In the course of his comic book career, for all that he had a bombshell-like impact upon the field, pushing the boundaries of what could be done graphically in comics, Jim Steranko only produced a small handful of stories. Many of these have been reprinted time and again over teh years,,attracting new audiences. But this particular story has largely flown under the radar and been forgotten–despite the fact that it may have had a larger print run than any of the others.
The Block wasn’t published as a comic book at all, but rather was done as a stand-alone educational pamphlet which was circulated to schools in the Philadelphia area and else where in 1971. Its purpose was to warn particularly inner city children of the dangers of drugs and gang life, as there were rising concerns about both. The project was apparently conceived by Byron Preiss, a publisher who frequently dabbled in comic book crossover projects. Seeing the opportunity, Preiss approached Steranko about crafting the story, which Jim did on a pro-bono basis.
The Block isn’t as graphically innovative as much of Steranko’s other work, but that really wasn’t the mission statement here. And it also isn’t all that subtle in its message.
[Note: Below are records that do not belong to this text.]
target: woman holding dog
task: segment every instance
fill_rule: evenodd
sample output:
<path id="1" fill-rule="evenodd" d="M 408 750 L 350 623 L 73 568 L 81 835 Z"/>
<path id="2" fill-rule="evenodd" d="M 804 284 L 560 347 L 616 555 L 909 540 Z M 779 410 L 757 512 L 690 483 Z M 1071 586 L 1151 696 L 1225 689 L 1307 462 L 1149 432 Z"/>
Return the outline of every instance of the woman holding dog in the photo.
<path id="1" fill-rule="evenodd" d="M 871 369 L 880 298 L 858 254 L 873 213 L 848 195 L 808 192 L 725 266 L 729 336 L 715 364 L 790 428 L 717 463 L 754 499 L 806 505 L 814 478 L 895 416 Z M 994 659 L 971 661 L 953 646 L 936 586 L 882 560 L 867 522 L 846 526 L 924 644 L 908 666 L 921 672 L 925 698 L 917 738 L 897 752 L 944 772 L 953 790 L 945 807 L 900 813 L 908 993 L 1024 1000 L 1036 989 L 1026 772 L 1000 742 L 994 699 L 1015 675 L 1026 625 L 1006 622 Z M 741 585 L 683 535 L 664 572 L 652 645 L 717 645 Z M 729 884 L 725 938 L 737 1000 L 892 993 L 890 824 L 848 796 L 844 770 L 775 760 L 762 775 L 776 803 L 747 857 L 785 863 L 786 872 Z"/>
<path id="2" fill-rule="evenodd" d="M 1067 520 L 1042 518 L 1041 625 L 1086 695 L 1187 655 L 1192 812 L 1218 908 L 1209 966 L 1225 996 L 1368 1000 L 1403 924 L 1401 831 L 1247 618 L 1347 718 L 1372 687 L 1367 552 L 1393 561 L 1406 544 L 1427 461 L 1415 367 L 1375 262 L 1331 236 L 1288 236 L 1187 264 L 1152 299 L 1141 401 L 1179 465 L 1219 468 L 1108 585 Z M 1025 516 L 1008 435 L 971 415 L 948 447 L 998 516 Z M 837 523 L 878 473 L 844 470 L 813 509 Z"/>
But it is a well-told tale with more than a hint of Will Eisner’s work to it.
A few years later, Steranko reprinted The Block in the fourth issue of his broadsheet publication COMIXSCENE, exposing it to a somewhat-different audience. But COMIXSCENE was a news-based fanzine, and that combined with its size and the cheap paper it was printed on kept copies from circulating all that much throughout the years.